Thursday, May 31, 2018


Frederic Fayerweather: 
The Man from Tiffany’s
On Oct. 5, 1914, at 6 a.m., a dapper little man with a long waxed moustache and wearing spats entered the Ridgefield Town Hall. Municipal elections back then were in October, and the town had just bought a modern replacement for the paper ballot system that been used for two centuries. It cost $600 — about $15,000 today.
Frederic Fayerweather  became the first person in Ridgefield to cast a ballot using voting machine.
But that was hardly the Ridgefield native’s most notable achievement. A bachelor and lifelong resident who commuted to the city,  Fayerweather was one of the top talents at Tiffany Studios in New York. He oversaw projects throughout the country for Louis Comfort Tiffany and was an expert on the design and use of stained glass windows for churches.
An unusual piece of Fayerweather-designed religious art is viewed by hundreds of Ridgefield church-goers each week.
Frederic Moore Fayerweather was born in the Florida District of Ridgefield in 1860, the only child of John and Catherine Moore Fayerweather. His father, a teacher,  played the organ at the Methodist Church in Georgetown — and, in fact, he helped the Georgetown Methodists acquire the organ, making it one of the few churches in the area at the time with a musical instrument.
His parents died when he was young and Frederic was brought up by two maiden aunts, “the Misses Morris.”
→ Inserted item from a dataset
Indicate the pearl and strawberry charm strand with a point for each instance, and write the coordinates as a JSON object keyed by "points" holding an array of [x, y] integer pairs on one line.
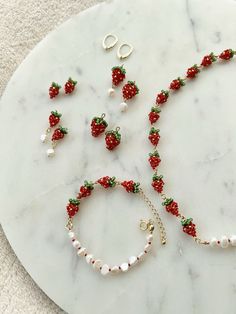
{"points": [[130, 186], [171, 206]]}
He attended the old red-brick Florida Schoolhouse and in his late teens became a teacher, instructing classes at the Ridgebury and Limestone Schools. 
By his early 20s he was working in New York City and at 22, joined Tiffany Studios, which specialized in art decorations, especially stained glass windows. He became head of the monumental department, and was considered an expert in color harmony and in the design of stained-glass windows.
The New York Times reported that “Mr. Fayerweather was chosen frequently by Mr. Tiffany to go to distant parts of the country to decorate homes and offices with the studios’ products, which included Tiffany Favrile glass, devised by Mr. Tiffany, as well as bronze objects, furniture, clocks and goblets. He was an expert on stained glass windows for churches and often supervised the design of these windows.”
Fayerweather worked for Tiffany for more than 40 years. For all that time, he made his home in Ridgefield and commuted by rail — from the 1880s until his retirement in 1931.
In an obituary, The Ridgefield Press described him late in his life: “Always immaculately dressed, Mr. Fayerweather, until recent weeks, belied his age. His step was brisk and his carriage erect and imposing.”
Like his father Fayerweather was deeply interested in religion and especially its rituals. Unlike his Methodist father, Frederic was an Episcopalian and, in fact, a pillar of St. Stephen’s Church where he was a vestryman for many years. He sang tenor in the choir, then became the choirmaster and choir director.  One of his last duties was to arrange the music for the church service that occurred just before his death.
When he died in 1941 at the age of 80, he left most of his estate to St. Stephen’s, including creating a fund to pay the salaries of a quartet of men and women singers. He also wanted the church to spend at least $1,200 annually for an organist — that’s about $20,000 in today’s money. 
Fayerweather, who was described by The Times as “an Episcopal ritualist,” also left the parish a reredos — a huge ornamental screen designed to be situated behind the altar — that he and W. Kerr Rainsford, architect of St. Stephen’s church, designed together.  However, reported Robert S. Haight in his history of St. Stephen’s, “many felt it detracted from the natural beauty and simplicity of the altar and chancel. The reredos was removed in 1965 and was for some time stored in the basement of the church. Ultimately it was given to the First Congregational Church where it did enhance the beauty of the chancel.”
Rob Kinnaird, a historian of St. Stephen’s, reports that the Rev. Aaron Manderbach, rector of the church, had an expert in Episcopal church architecture look at the reredos. He found it not in keeping with St. Stephen’s Georgian style. That, “along with the church’s program to move the altar forward so the celebrant faced the worshipers, contributed to the eventual dismantling of the reredos,” Kinnaird said.
The Congregationalists apparently also found the Fayerweather reredos too elaborate and perhaps overpowering and it reportedly found a new home in a church in another community.